Thursday, May 3, 2012

Has Artisanal Become the New Natural for Food Products?

In an article by Jillian Eugenios, she asks the question, “Does ‘artisanal’ even mean anything anymore?”. (http://bites.today.msnbc.msn.com/_news/2012/05/02/11503731-does-artisanal-even-mean-anything-anymore). It is in reference to a lawsuit filed against Dunkin Donuts and their new ‘artisan’ line of bagels. The lawsuit claims that this term should be limited to “products produced by hand, using traditional methods in small quantities”. My guess is that each Dunkin Donuts shop is not hand making bagels in the back of the store.

However, if I indeed want bagels made by hand in small batches, I will go to a family owned bakery. The term ‘artisinal’ in of itself, will not drive my purchase. My other guess is that the DD ‘artisanal’ bagels are probably pretty good. And if they were called by another name, say ‘really good bagels’ , they would still be pretty good bagels, regardless of the name.

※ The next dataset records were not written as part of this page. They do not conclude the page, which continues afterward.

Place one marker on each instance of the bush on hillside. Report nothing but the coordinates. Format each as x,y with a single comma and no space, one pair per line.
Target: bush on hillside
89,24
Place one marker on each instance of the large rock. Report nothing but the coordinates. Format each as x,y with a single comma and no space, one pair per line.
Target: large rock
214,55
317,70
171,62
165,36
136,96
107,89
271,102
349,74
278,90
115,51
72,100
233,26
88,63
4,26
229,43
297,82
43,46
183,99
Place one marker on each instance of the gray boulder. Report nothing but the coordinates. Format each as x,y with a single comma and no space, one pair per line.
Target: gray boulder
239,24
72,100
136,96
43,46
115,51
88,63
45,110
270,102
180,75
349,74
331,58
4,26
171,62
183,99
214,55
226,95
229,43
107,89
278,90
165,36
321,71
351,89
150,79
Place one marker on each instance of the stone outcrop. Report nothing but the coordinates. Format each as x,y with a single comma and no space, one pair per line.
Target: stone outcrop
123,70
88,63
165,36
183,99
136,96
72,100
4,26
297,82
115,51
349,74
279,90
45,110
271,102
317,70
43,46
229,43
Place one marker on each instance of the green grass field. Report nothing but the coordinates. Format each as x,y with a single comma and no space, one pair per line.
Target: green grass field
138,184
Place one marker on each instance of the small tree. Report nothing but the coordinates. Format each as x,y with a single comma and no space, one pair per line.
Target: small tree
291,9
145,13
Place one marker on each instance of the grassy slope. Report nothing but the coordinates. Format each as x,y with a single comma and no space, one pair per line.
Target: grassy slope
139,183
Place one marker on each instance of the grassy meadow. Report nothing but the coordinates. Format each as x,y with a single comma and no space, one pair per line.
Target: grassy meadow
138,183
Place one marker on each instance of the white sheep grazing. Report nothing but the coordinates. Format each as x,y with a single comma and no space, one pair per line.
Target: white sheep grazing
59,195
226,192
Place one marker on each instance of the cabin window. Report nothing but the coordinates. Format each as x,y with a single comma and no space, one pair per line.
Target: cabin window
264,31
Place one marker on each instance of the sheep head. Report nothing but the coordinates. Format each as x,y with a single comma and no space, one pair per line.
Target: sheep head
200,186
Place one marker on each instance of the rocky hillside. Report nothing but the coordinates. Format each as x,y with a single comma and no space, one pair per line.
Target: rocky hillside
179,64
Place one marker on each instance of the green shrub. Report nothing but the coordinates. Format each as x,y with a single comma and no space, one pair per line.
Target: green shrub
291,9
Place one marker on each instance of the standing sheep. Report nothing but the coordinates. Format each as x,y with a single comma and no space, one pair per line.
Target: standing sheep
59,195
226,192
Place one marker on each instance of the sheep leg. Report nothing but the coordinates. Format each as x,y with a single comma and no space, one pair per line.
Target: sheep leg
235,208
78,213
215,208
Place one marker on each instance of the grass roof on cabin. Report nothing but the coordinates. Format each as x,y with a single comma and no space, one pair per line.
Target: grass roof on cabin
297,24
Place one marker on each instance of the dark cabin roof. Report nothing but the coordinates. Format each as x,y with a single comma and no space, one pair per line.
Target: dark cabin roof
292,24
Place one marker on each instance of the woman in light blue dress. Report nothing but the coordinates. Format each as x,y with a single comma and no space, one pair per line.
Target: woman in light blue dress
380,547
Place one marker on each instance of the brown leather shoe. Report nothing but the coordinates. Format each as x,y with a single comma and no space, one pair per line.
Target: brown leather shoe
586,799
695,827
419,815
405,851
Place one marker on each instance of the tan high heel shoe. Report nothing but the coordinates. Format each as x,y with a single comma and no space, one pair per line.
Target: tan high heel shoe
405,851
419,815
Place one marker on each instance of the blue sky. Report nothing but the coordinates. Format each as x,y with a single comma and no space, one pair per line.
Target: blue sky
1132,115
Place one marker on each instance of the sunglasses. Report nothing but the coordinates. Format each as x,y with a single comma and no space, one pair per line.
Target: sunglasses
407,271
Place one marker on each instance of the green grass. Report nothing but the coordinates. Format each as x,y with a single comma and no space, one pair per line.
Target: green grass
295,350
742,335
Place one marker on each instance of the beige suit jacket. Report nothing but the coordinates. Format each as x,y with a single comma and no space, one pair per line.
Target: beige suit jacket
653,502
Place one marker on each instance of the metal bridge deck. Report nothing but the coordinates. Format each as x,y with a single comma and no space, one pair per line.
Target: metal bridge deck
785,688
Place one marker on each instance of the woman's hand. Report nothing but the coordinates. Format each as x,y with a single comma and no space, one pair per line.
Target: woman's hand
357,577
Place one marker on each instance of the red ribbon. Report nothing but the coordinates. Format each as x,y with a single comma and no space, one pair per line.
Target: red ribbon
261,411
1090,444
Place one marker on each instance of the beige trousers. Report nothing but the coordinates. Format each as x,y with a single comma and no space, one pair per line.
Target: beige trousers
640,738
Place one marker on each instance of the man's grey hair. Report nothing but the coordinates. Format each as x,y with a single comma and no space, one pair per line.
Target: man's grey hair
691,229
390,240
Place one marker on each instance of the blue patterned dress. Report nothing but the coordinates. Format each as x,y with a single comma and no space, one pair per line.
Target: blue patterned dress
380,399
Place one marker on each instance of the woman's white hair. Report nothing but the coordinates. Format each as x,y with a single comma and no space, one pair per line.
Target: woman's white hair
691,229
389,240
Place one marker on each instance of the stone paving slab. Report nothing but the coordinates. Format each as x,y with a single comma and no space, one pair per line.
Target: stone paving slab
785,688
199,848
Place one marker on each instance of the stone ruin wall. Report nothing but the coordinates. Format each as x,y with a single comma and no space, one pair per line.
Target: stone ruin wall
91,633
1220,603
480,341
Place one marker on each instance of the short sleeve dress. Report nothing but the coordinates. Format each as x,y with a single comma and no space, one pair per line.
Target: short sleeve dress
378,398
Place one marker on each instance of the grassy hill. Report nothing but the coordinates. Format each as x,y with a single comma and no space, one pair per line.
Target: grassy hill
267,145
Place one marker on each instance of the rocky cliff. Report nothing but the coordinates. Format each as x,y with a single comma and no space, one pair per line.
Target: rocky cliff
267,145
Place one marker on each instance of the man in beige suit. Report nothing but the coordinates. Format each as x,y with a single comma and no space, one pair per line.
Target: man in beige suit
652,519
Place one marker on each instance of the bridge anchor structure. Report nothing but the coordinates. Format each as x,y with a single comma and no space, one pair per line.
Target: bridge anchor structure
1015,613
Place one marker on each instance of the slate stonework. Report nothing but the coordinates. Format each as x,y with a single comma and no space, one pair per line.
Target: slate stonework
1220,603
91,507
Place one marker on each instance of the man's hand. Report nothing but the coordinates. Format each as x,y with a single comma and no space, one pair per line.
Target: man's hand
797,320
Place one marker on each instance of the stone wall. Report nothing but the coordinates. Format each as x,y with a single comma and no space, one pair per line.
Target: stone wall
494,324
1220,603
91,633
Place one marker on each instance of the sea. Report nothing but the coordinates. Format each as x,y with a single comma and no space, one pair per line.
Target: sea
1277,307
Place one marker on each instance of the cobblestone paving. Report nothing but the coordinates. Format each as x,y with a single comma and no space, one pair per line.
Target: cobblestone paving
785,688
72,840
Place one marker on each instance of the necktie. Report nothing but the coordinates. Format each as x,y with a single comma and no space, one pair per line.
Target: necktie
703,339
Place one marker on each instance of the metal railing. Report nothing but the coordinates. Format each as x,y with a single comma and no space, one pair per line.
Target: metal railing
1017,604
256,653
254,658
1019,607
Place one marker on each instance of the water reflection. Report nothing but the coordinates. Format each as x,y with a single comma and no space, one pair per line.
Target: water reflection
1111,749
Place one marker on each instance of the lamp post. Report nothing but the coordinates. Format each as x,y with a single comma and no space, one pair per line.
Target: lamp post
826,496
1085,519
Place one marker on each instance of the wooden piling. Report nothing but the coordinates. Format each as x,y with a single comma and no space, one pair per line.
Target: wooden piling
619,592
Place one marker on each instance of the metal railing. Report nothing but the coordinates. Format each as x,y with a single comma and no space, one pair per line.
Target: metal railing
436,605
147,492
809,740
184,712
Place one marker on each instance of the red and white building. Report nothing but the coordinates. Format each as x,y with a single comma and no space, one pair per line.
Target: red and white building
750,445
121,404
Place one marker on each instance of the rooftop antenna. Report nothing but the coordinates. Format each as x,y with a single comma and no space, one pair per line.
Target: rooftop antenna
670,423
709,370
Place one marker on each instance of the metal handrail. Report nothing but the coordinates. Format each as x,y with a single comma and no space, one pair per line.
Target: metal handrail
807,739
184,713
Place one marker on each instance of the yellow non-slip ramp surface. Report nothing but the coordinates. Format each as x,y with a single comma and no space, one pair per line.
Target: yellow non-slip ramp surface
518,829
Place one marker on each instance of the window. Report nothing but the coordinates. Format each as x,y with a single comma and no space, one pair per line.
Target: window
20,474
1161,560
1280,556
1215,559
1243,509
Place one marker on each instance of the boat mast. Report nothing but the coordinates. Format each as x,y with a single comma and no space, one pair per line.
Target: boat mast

And who is to decide what is ‘artisinal’? If a chain of family owned bagel shops makes bagels in the back of each store, can they call that artisanal? What if they centralize production to reduce costs and improve quality by making these same bagels in one location and then distributing them to the other shops…is this still ‘artisinal’? We have the same issue with term ‘organic’, and there are actually federal rules on what is considered, ‘organic’.

At this point, ‘artisanal’ is destined to become the new ‘natural’, or the new ‘gourmet’. We probably should spend more time on finding that quality product we like, or establishments we choose to buy from, rather than on what we call it.